Die Bretter gaben nach und knarrten bedrohlich, doch ich wagte es, die drei Stufen zu nehmen und blickte das kleine Vordach an, wo noch der Blumentopf hing, den mein Großvater und ich damals mit Veilchen bepflanzt hatten. Eine Weile betrachtete ich ihn schweigend, bis etwas anderes mir in die Augen stieß und meinen Blick fesselte. Da stand sie, die alte weiße Bank, mittlerweile sah sie verwittert aus und einige Leisten fehlten, doch ich erkannte noch das altvertraute Rosenmuster an der Lehne. Auf meinen Wunsch hatte Großvater es hinein geritzt, er hatte mir über den Kopf gestreichelt und einen Kuss auf die Stirn gegeben. „Danke, Großvater!“, waren meine Worte gewesen.

Plötzlich kam es mir vor, als wäre es erst gestern gewesen. Ein Schauer lief mir über den Rücken und ich schlang die Arme um mich. Dann betrat ich das Gartenhäuschen. Die schwere Holztür gab nach einem kleinen Ruck nach und schwang auf. Ein unangenehmer Geruch stieg mir in die Nase und Staub wirbelte auf, während trübe Lichtstrahlen durch die verdreckten Fenster schienen. An der Decke hingen Spinnenweben mit den dazugehörenden Tierchen. Ich entdeckte Großmutters altes Geschirr. Damals waren wir alle oft hier gewesen, hatten viele Sommertage hier verbracht und im Vorgarten gegrillt oder einfach nur gebannt Großvaters Geschichten aus dem Krieg gelauscht. Nichts war schöner gewesen.

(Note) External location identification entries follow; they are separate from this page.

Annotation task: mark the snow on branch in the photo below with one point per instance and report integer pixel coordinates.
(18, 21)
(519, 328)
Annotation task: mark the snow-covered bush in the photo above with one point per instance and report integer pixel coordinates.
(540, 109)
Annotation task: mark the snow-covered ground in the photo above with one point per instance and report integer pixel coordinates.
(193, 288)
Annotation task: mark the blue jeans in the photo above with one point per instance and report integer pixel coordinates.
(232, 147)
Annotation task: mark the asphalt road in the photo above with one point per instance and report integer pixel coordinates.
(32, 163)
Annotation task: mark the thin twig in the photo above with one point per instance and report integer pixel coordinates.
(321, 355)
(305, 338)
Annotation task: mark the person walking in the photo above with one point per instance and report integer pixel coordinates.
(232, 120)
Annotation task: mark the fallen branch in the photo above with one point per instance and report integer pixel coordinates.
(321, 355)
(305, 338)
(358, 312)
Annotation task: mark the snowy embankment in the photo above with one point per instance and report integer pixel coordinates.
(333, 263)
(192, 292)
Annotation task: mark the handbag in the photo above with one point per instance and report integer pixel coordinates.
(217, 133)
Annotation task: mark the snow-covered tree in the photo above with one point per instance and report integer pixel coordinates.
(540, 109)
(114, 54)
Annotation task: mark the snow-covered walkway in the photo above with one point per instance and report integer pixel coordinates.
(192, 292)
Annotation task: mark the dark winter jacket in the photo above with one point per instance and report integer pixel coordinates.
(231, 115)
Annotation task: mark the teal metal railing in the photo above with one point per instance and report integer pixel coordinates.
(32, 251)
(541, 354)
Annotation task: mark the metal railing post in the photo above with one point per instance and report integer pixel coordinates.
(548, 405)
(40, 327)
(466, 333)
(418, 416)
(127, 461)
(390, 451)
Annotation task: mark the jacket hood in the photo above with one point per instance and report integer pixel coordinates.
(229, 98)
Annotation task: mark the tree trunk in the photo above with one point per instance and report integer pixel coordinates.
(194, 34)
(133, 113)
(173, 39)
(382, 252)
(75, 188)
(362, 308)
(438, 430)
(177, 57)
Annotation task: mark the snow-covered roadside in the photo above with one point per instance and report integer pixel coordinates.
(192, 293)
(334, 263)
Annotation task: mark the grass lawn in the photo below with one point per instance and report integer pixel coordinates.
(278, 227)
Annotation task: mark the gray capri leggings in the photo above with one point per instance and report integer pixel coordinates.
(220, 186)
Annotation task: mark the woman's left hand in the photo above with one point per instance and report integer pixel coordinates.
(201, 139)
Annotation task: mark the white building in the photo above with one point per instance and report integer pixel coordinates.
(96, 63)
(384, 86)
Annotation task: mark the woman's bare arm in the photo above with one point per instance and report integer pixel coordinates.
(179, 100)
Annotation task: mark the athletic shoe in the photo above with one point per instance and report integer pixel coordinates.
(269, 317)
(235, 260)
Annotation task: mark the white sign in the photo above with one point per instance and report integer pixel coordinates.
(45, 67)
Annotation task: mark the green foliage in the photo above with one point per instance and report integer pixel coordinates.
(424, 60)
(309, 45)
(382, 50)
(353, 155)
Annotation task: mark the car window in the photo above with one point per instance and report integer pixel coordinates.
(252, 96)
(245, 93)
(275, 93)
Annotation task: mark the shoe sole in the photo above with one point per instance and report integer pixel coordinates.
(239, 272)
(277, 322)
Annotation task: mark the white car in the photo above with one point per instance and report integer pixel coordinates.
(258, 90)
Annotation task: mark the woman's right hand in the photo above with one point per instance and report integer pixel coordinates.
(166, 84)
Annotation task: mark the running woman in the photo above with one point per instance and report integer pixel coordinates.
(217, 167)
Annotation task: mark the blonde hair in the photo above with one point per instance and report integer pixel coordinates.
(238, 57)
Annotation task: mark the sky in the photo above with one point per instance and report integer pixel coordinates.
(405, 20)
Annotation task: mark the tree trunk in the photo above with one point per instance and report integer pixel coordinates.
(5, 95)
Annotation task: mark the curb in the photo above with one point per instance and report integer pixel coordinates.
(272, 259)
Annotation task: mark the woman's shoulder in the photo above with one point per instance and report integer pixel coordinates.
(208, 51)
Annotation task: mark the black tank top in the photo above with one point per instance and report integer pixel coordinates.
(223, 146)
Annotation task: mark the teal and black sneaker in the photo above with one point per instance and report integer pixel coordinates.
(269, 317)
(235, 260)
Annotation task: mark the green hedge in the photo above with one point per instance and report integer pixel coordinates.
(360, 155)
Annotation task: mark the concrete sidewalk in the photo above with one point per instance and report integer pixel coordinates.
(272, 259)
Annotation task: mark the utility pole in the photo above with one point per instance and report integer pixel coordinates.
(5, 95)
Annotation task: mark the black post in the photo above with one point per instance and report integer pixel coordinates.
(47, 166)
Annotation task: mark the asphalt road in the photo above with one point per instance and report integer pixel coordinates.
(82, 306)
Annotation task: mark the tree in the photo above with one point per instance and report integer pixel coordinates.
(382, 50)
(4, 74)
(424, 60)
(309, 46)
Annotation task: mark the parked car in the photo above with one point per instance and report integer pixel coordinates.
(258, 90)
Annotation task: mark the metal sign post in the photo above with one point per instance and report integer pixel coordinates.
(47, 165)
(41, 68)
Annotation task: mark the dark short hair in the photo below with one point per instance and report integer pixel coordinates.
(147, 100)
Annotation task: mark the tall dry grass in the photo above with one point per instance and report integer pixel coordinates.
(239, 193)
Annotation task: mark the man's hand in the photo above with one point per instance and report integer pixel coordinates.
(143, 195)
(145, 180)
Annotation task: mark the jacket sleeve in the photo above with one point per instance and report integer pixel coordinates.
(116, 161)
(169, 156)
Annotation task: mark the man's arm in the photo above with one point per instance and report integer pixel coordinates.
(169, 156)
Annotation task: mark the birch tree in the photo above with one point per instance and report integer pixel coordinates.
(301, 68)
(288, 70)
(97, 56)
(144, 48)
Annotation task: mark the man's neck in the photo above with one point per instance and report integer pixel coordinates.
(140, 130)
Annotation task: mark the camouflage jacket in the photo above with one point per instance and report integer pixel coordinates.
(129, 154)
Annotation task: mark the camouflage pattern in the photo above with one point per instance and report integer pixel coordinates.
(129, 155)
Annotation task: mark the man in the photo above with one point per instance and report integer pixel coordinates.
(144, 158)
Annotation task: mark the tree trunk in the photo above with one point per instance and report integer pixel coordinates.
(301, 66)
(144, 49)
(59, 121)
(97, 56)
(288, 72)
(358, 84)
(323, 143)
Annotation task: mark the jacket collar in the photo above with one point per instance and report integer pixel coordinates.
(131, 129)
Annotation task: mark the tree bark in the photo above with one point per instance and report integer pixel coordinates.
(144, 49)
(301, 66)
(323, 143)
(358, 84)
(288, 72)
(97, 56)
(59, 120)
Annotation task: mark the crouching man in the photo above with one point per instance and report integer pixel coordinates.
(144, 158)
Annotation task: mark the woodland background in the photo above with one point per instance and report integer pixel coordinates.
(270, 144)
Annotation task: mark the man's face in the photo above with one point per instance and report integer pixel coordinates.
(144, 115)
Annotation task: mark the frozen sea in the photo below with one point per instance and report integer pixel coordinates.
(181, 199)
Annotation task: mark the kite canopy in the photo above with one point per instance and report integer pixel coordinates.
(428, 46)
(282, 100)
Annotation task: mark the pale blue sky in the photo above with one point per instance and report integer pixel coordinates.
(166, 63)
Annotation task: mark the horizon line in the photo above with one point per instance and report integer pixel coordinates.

Nun stand ich, Jahre später wieder hier, doch es blieben nur noch die Erinnerungen, die den Ort märchenhaft erschienen ließen. Alte Bücher lagen aufeinander getürmt auf einer Theke neben einem kleinen Herd. Ich nahm eins und befreite es von Staub. Es handelte sich um eine Märchenfibel, Großvater hatte oft daraus vorgelesen. Ich konnte mich noch gut daran erinnern, er trug dann immer diese Nickelbrille auf der Nasenspitze und ich hatte gelacht, es hatte einfach so urkomisch ausgesehen. Ich ertappte mich wie bei dem Gedanken schmunzelte und legte es wieder beiseite.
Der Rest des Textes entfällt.